Alison Flood 

Gene Wolfe, ‘magnificent’ giant of science fiction, dies aged 87

Hailed by authors from George RR Martin to Neil Gaiman, Wolfe was most known for his magnum opus The Book of the New Sun
  
  

‘Full of wit and charm and mischief’ … Gene Wolfe.
‘Full of wit and charm and mischief’ … Gene Wolfe. Photograph: Beth Gwinn/Writer Pictures

Gene Wolfe, a towering figure in science fiction whose magnum opus The Book of the New Sun was hailed as a masterpiece by Ursula K Le Guin, has died at the age of 87.

Wolfe’s publisher Tor, when announcing the news on Monday, described him as a “beloved icon”. “He leaves behind an impressive body of work, but nonetheless, he will be dearly missed,” said the publisher, pointing to The Book of the New Sun’s ranking in third place in a Locus magazine poll of fantasy novels – behind only The Lord of the Rings and The Hobbit.

Narrated by Severian, an apprentice in a guild of torturers on a dying world called Urth – a far-future version of Earth – it runs to four volumes, and was an achievement that led the late Le Guin to call Wolfe “our Melville”. For Neil Gaiman, Wolfe was “the finest living male American writer of SF and fantasy – possibly the finest living American writer”; for Martin, he was “a magnificent writer … one of the best our genre has ever produced”, whose books “will be read as long as SF endures”.

Born in New York in 1931, Wolfe fought in the Korean war before working as an engineer.

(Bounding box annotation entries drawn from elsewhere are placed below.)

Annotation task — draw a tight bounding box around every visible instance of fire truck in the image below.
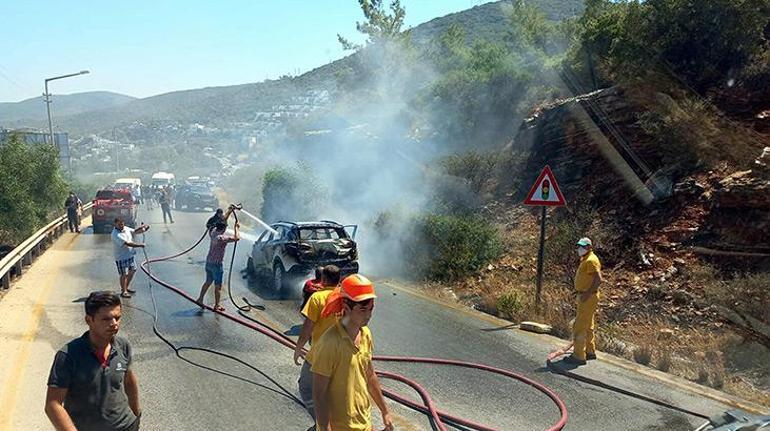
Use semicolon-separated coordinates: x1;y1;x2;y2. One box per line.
93;187;137;233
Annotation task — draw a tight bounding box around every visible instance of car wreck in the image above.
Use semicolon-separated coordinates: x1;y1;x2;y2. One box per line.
246;220;358;291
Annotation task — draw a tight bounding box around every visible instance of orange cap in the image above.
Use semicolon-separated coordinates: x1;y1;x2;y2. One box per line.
340;274;377;302
321;274;377;317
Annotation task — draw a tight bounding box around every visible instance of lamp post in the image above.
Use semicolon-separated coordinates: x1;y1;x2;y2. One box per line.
43;70;90;145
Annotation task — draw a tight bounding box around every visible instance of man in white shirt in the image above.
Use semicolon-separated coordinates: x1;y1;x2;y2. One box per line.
112;217;150;298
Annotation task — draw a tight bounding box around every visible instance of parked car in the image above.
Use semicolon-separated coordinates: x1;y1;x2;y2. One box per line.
246;220;358;291
174;185;219;210
93;187;137;233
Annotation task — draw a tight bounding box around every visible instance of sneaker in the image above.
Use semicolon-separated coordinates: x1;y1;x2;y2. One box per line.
562;355;586;365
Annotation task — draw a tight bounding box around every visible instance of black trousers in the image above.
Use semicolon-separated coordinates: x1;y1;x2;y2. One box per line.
67;210;80;232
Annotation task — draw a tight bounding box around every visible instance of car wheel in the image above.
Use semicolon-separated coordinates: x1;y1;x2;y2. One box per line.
273;262;286;292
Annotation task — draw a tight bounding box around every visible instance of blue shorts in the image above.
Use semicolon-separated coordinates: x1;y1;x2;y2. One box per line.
115;257;136;275
206;262;225;285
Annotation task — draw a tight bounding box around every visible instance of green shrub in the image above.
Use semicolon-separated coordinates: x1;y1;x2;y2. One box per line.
497;289;528;318
262;165;328;223
0;136;67;244
405;214;502;280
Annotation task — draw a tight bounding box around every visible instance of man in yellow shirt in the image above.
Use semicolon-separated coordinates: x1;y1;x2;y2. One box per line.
564;238;602;365
294;265;340;426
311;274;393;431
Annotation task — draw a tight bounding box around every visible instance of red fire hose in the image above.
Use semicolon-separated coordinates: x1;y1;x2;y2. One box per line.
141;228;568;431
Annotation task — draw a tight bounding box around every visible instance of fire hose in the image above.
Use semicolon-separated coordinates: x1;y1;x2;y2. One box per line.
140;208;568;431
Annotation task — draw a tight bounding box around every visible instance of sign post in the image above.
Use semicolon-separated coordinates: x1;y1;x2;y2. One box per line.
524;165;567;310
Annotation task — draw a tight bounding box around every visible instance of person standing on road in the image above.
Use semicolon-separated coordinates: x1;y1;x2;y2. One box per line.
294;265;340;426
142;186;154;211
564;238;603;365
45;292;141;431
299;266;324;316
310;274;393;431
195;222;241;311
206;204;235;230
112;217;150;298
64;192;83;233
158;189;174;223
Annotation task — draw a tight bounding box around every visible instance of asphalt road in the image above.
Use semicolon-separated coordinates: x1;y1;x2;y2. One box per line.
0;209;744;430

He was instrumental in developing the machine that cooks Pringles crisps, while also editing the professional journal Plant Engineering; he once said that his greatest influences were “GK Chesterton and Marks’ [Standard] Handbook for [Mechanical] Engineers”.

When he was named a grand master of science fiction and fantasy by the Science Fiction and Fantasy Writers of America (SFWA) in 2012, Wolfe recalled living “paycheck to paycheck” with his wife Rosemary and children, and getting three “not terribly good” stories published in a college magazine.

“Then it was time for school to start again, and Rosemary began badgering me for money for school clothes,” he said. “Another story, Car Sinister, sold, and instead of depositing the check I got the manager of the hardware store to cash it for me. I took it to Rosemary: ‘Here’s every dime I got for that story. That’s how much you have for school clothes.’ A few days passed, and I was sitting on the kitchen floor trying to mend a chair. Rosemary came up behind me and said, ‘Shouldn’t you be writing?’ That’s when I knew I was a writer.”

Wolfe published the novella The Fifth Head of Cerberus in 1972, going on to write more than 30 novels, with The Book of the New Sun published between 1980 and 1983. His most recent work, A Borrowed Man, was a slice of SF noir published in 2015. Winner of awards including the Nebula, World Fantasy and Locus, the SFWA recalled how in 1971, he was mistakenly announced by Isaac Asimov as winner of the Nebula award for his short story The Island of Doctor Death and Other Stories. When it was revealed that in fact, “no award” won the category, Asimov joked that Wolfe should write a story called The Death of Doctor Island; he did – and won his first Nebula award for it, in 1974.

SF novelist Cory Doctorow said: “I met him on a few occasions and shared a meal or two and found him to be the proverbial jolly old elf, full of wit and charm and mischief, the kind of person who looked and acted exactly as you’d expect he would, based on his marvellous body of work. I’m so sad to hear that he’s gone. Although he lived a long and wonderful and varied life … and left behind a staggering and brilliant literary corpus, the world was a better place with him in it.”